File: integrity_tests
#+test sql OrderBelongsToCustomer()
#+meta {
:doc "Every order must reference a valid customer (no orphans)"
}
#+begin
SELECT
o.order_id,
o.customer_id
FROM orders o
LEFT JOIN customers c ON o.customer_id = c.customer_id
WHERE c.customer_id IS NULL;
#+end
#+test sql OrderItemsHaveValidProducts()
#+meta {
:doc "All order items must reference existing products"
}
#+begin
SELECT
oi.order_item_id,
oi.product_id
FROM order_items oi
LEFT JOIN products p ON oi.product_id = p.product_id
WHERE p.product_id IS NULL;
#+end
#+test sql OrderTotalMatchesLineItems()
#+meta {
:doc "Order total should equal sum of line items"
}
#+begin
SELECT
o.order_id,
o.order_total,
COALESCE(SUM(oi.quantity * oi.unit_price), 0) as calculated_total,
ABS(o.order_total - COALESCE(SUM(oi.quantity * oi.unit_price), 0)) as difference
FROM orders o
LEFT JOIN order_items oi ON o.order_id = oi.order_id
GROUP BY o.order_id, o.order_total
HAVING ABS(o.order_total - COALESCE(SUM(oi.quantity * oi.unit_price), 0)) > 0.01;
#+end
#+test sql DateLogicConsistency()
#+meta {
:doc "Shipped date must be after order date"
}
#+begin
SELECT
order_id,
order_date,
shipped_date
FROM orders
WHERE shipped_date IS NOT NULL
AND shipped_date < order_date;
#+end
#+test sql PositiveQuantitiesAndPrices()
#+meta {
:doc "Quantities and prices must be positive"
}
#+begin
SELECT
order_item_id,
quantity,
unit_price
FROM order_items
WHERE quantity <= 0
OR unit_price < 0;
#+end
Run integrity tests:
#+import "std/test"
#+import "data_quality_tests/integrity_tests"

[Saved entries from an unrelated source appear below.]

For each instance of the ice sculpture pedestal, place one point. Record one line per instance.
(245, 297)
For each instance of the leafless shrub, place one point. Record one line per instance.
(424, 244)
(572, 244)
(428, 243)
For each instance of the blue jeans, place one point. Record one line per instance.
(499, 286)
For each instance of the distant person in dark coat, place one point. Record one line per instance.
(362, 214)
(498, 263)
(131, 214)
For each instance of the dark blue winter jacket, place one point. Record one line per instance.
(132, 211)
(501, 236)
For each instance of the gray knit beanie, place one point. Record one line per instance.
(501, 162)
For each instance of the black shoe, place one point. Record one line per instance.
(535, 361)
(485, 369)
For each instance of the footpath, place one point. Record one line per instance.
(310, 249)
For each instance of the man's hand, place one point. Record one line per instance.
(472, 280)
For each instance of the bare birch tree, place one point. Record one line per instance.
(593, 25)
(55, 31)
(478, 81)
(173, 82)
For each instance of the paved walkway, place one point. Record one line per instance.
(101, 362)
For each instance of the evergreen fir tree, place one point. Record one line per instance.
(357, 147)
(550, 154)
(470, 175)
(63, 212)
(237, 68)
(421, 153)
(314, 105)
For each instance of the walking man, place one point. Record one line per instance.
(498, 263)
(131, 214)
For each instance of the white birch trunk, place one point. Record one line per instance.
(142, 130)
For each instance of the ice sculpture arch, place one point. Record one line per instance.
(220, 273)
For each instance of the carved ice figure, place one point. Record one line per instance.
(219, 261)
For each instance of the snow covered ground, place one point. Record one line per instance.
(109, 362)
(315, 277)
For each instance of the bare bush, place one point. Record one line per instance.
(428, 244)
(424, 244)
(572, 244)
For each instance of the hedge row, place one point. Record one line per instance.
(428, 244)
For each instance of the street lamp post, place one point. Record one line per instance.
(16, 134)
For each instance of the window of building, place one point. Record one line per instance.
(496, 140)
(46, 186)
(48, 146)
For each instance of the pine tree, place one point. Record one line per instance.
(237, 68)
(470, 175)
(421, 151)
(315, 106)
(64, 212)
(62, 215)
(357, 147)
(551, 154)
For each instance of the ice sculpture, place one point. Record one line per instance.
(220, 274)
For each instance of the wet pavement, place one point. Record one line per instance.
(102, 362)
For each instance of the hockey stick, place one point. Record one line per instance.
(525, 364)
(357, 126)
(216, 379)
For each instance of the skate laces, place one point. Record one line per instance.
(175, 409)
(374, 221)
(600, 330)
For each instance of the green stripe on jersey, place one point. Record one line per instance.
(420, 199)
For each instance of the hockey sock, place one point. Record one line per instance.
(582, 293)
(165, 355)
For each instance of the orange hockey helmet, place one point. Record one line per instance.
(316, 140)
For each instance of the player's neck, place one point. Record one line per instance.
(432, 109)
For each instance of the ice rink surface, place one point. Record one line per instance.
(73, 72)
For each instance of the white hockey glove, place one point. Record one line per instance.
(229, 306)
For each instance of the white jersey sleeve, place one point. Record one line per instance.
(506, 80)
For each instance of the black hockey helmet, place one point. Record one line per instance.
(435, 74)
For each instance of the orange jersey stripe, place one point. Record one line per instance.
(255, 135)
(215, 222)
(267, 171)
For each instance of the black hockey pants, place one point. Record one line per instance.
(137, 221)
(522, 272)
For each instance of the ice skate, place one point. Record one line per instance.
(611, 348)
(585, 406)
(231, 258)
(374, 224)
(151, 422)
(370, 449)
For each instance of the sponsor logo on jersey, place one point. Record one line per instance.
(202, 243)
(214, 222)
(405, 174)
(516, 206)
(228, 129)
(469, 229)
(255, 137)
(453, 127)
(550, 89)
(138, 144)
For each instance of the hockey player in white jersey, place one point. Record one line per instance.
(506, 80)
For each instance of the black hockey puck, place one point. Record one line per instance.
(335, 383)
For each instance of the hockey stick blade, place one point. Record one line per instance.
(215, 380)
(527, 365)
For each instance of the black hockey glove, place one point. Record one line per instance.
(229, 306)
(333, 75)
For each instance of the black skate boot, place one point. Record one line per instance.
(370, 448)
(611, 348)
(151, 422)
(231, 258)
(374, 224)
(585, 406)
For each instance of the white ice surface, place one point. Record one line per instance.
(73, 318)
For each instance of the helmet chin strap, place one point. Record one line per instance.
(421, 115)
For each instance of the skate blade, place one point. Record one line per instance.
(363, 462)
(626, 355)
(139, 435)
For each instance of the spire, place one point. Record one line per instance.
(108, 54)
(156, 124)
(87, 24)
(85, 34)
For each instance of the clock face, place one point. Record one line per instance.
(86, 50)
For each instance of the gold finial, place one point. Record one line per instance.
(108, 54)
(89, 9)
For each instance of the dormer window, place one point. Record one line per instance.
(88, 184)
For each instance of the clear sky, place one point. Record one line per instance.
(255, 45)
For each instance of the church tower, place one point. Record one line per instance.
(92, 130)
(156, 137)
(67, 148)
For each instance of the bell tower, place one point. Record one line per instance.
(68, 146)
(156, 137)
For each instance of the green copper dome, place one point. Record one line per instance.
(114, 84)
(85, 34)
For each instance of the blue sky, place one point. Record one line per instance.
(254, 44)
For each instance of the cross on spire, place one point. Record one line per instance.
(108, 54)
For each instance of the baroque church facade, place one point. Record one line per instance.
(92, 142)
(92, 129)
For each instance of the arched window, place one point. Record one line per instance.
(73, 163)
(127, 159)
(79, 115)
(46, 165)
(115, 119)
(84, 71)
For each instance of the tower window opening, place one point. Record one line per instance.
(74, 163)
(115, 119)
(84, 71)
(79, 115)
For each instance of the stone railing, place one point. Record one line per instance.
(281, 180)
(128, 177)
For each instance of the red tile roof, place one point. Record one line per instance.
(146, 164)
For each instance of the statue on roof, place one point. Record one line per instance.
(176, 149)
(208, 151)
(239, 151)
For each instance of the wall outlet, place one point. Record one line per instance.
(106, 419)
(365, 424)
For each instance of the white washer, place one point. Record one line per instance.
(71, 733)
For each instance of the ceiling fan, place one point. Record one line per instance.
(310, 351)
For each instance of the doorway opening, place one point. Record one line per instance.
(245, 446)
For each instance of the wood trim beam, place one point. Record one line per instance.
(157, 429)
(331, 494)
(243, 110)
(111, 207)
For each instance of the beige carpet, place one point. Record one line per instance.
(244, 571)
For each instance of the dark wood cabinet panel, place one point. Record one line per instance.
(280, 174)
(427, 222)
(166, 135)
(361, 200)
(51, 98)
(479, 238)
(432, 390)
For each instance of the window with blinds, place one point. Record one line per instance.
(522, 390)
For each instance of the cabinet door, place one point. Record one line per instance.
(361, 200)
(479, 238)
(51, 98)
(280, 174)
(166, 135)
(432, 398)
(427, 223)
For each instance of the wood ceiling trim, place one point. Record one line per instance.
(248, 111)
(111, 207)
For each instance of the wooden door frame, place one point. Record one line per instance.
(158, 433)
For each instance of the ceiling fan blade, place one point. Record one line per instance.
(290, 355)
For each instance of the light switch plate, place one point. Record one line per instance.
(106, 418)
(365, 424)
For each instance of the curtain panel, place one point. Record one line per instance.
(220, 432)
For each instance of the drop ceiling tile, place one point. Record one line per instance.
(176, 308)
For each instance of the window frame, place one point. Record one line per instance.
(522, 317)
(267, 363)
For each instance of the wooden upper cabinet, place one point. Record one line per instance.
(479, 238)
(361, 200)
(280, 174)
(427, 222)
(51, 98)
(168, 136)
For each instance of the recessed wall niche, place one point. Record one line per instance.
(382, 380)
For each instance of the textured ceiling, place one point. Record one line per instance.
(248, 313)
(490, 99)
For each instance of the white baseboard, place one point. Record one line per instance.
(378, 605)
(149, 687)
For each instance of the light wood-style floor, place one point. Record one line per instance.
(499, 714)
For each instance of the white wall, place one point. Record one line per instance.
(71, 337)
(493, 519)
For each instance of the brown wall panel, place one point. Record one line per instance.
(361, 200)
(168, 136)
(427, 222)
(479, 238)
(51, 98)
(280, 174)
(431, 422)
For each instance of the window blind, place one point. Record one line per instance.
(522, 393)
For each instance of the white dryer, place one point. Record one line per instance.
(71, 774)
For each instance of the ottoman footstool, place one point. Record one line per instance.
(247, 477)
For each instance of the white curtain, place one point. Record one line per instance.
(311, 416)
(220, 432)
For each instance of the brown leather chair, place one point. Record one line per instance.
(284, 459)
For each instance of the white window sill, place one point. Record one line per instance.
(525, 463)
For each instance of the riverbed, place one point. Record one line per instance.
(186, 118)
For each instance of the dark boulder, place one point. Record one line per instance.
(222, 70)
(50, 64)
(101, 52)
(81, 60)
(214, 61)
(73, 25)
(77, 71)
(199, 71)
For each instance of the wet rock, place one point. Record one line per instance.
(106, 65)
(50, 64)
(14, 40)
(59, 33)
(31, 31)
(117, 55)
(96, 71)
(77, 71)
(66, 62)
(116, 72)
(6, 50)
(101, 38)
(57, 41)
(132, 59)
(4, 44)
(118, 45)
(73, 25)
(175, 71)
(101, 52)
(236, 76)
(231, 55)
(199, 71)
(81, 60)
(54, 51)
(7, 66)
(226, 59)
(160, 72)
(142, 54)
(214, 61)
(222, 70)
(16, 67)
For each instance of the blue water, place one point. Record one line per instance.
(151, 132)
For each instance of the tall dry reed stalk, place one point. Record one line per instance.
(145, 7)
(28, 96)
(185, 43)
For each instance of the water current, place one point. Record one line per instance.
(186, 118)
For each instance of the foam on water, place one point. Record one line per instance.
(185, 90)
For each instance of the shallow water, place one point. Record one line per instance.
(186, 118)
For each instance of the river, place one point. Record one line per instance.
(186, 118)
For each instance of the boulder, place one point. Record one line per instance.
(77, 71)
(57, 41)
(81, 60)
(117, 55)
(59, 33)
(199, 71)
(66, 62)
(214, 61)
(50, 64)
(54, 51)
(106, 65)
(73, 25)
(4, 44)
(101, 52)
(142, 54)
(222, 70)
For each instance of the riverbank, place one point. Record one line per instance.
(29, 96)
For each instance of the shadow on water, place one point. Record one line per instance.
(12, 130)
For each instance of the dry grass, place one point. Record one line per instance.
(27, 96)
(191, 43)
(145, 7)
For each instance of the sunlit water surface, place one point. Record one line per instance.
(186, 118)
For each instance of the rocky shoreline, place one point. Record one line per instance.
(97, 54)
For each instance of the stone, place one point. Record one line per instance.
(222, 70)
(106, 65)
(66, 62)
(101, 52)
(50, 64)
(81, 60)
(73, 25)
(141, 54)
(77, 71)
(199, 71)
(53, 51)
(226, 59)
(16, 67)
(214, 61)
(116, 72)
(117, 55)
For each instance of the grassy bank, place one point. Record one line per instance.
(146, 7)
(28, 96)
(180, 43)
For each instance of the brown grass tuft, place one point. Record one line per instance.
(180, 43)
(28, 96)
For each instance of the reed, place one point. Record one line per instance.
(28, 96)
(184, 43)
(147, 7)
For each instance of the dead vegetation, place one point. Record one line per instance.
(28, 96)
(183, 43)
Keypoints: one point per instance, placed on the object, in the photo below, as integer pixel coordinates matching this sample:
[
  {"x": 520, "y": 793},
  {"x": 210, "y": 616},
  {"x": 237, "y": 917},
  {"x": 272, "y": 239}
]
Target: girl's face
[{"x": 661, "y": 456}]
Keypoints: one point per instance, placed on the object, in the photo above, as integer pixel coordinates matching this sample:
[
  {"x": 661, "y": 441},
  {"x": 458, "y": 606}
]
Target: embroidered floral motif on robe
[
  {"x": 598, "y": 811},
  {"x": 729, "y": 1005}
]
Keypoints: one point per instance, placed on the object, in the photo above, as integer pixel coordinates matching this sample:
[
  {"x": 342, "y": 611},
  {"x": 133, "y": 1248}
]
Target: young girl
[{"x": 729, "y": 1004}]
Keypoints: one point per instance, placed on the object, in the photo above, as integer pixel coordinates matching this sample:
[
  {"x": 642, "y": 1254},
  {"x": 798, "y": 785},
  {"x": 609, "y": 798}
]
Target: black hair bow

{{ test.Run(packages=[integrity_tests], onFailure=test.Stop) }}
Common integrity issues:
- Orphaned records from failed deletions
- Rounding errors in calculated fields
- Timezone issues in date comparisons
Step 5: Volume Tests
Volume tests validate that row counts are within expected ranges and detect anomalies.
File: volume_tests
#+test sql DailyOrderVolume()
#+meta {
:doc "Daily orders should be between 100 and 10000"
}
#+begin
SELECT
'Daily order volume out of range' as issue,
COUNT(*) as order_count,
CURRENT_DATE as check_date
FROM orders
WHERE DATE(order_date) = CURRENT_DATE
HAVING COUNT(*) NOT BETWEEN 100 AND 10000;
#+end
#+test sql NewCustomerRate()
#+meta {
:doc "Expect 10-500 new customers daily"
}
#+begin
SELECT
'New customer count out of range' as issue,
COUNT(*) as new_customers
FROM customers
WHERE DATE(created_at) = CURRENT_DATE
HAVING COUNT(*) NOT BETWEEN 10 AND 500;
#+end
#+test sql OrderItemsMatchOrders()
#+meta {
:doc "Number of orders should match distinct orders in order_items"
}
#+begin
SELECT
'Mismatch between orders and order_items' as issue,
orders_count,
items_orders_count,
ABS(orders_count - items_orders_count) as difference
FROM (
SELECT COUNT(DISTINCT order_id) as orders_count
FROM orders
WHERE DATE(order_date) = CURRENT_DATE
) o
CROSS JOIN (
SELECT COUNT(DISTINCT order_id) as items_orders_count
FROM order_items oi
JOIN orders o ON oi.order_id = o.order_id
WHERE DATE(o.order_date) = CURRENT_DATE
) oi
WHERE orders_count != items_orders_count;
#+end
#+test sql VolumeGrowthCheck()
#+meta {
:doc "Daily order volume should not drop more than 50% or spike more than 200%"
}
#+begin
WITH today AS (
SELECT COUNT(*) as today_count
FROM orders
WHERE DATE(order_date) = CURRENT_DATE
),
yesterday AS (
SELECT COUNT(*) as yesterday_count
FROM orders
WHERE DATE(order_date) = CURRENT_DATE - INTERVAL '1 day'
)
SELECT
'Unexpected volume change' as issue,
today_count,
yesterday_count,
ROUND(100.0 * (today_count - yesterday_count) / NULLIF(yesterday_count, 0), 2) as pct_change
FROM today
CROSS JOIN yesterday
WHERE today_count < yesterday_count * 0.5
OR today_count > yesterday_count * 2.0;
#+end
#+test sql ProductCategoryCoverage()
#+meta {
:doc "Each product category should have at least 5 products"
}
#+begin
SELECT
category,
COUNT(*) as product_count
FROM products
GROUP BY category
HAVING COUNT(*) < 5;
#+end
Run volume tests:
#+import "std/test"
#+import "data_quality_tests/volume_tests"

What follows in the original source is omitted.